Mas a Carbon Tracker diz que isso representa apenas uma pequena parte da queima total das empresas, a qual também é feita para reduzir aumentos perigosos de pressão. De acordo com o relatório, poucas empresas afirmaram que eliminarão toda a queima não emergencial.
"As empresas de petróleo e gás estão falando da boca para fora sobre a ação climática, enquanto as emissões de seus produtos estão alimentando tempestades, secas, inundações e ondas de calor cada vez mais graves em todo o mundo", acusa Olivia Bisel, principal autora e analista associada de petróleo e gás da Carbon Tracker, em comunicado.

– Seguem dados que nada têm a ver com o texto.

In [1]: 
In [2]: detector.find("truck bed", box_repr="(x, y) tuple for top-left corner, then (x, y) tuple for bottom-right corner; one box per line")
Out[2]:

EUA anunciam nova multa para poluidores
As empresas de petróleo e gás dos EUA terão que pagar uma multa federal se emitirem metano acima de certos níveis, de acordo com uma nova regra do governo de Joe Biden anunciada nesta terça-feira na conferência climática da ONU em Baku, Azerbaijão.
A multa aumenta "gradualmente para 1.500 dólares por tonelada métrica em 2026". O objetivo é incentivar a indústria a reduzir as emissões do setor de petróleo e gás – a maior fonte de metano do país.
Os EUA também lançaram um portal especial que usa dados de satélite para detectar vazamentos e alertar as empresas sobre eles. As empresas são obrigadas a investigar e responder a vazamentos, de acordo com as regras para metano de petróleo e gás da Agência de Proteção Ambiental (EPA), segundo um comunicado.
As novas regras de metano foram anunciadas um dia depois que o presidente eleito Donald Trump escolheu o ex-congressista de Nova York Lee Zeldin para o cargo mais alto da EPA. Espera-se que Zeldin derrube ou atenue dezenas de regulamentações ambientais. Ele disse que quer "restaurar o domínio energético dos EUA".